論創社
『歯と爪』や『赤毛の男』などで知られるビル・S・バリンジャー。一見、異なった話しが別々に進行し、最後にそれらが結びついて完結する〝カットバック〟と言われる映画的手法で定評のあった作家である。事実、彼はハリウッドのシナリオライターでもあった。
また、結末の意外性も特色であり、『歯と爪』などは巻末が袋綴じになっていて、封を切らずに出版社へ返本したら代金を払い戻すという セールスプロモーションが話題になった。しかしながら、趣向のトリッキーさもさることながら、北村 薫が『ミステリー十二か月』(中公文庫)の中で『赤毛の男』を取り上げ、「バリンジャーの作品の特徴は意外性にありません。緻密な構成によって『哀しみ』を描いているところにあるのです」と述べているように、彼の作品の魅力は〝哀しみ〟である。新妻を亡くした男の哀しみと絶望感(『歯と爪』)、初恋の女性への淡い想い(『煙で描いた肖像画』)、真面目な警察官がある女性のために身を滅ぼす哀しい愛の物語(『美しき罠』)など、ウイリアム・アイリッシュの作品を彷彿させる、大都会の片隅に咲く男と女の哀しい物語が読者を惹きつける。そんなバリンジャーが、あまり知られていないが、スパイ小説を数冊書いている。その中で、唯一翻訳されたのが、『歪められた男』(1969年)である。

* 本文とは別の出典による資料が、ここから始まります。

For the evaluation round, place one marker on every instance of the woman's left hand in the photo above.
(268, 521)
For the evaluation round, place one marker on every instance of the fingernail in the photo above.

交通事故から目を覚ました主人公が病院のベッドの上で鏡を見ると、そこには歪んだ顔の見知らぬ男が映っていた。ベッドの足もとにはアメリカ空軍少佐であるワイアット・ケイツという別人の名札。ワイアット・ケイツとは何者なのか? 主人公は秘かに病院を抜け出し、ケイツのふりをして事故の真相を探る。ケイツの部下である空軍軍曹、チェコ人の建築業者、ハンガリー人の医師、売春婦、殺し屋など、主人公の前に現れる謎の人物たち。そして次々と襲いかかる危険。そこには、西ベルリンにおけるNATOの緊急用参謀本部建設に絡む陰謀が隠されていた。東側は誘導ミサイルでそれを破壊できるように、建設業者にスパイを潜らせ、誘導信号を敷設しようとしていたのだ。ワイアット・ケイツは、その工事現場の管理者だった。
最終章で、ゲーレン機関(ドイツ国防軍で対ソ諜報戦の責任者だったゲーレンを長とする西ドイツの諜報機関)や、シュタージ(東ドイツの諜報機関)を巻き込んだ恐るべき二重スパイの陰謀が明かにされるが、話しが込み入っていて分かりにくい。また、何もかも最終章に詰め込みすぎである。各章に伏線を散らし、物語全体の流れの中で、それらが収束していく展開であった方が、より多くの読者の共感を得られたであろう。
とはいえ、主人公が唯一、心を許した相手である画家志望の女学生、ヨハナの語るエピローグは、バリンジャーらしい哀しみを帯びたものであり、読後に余韻を残す。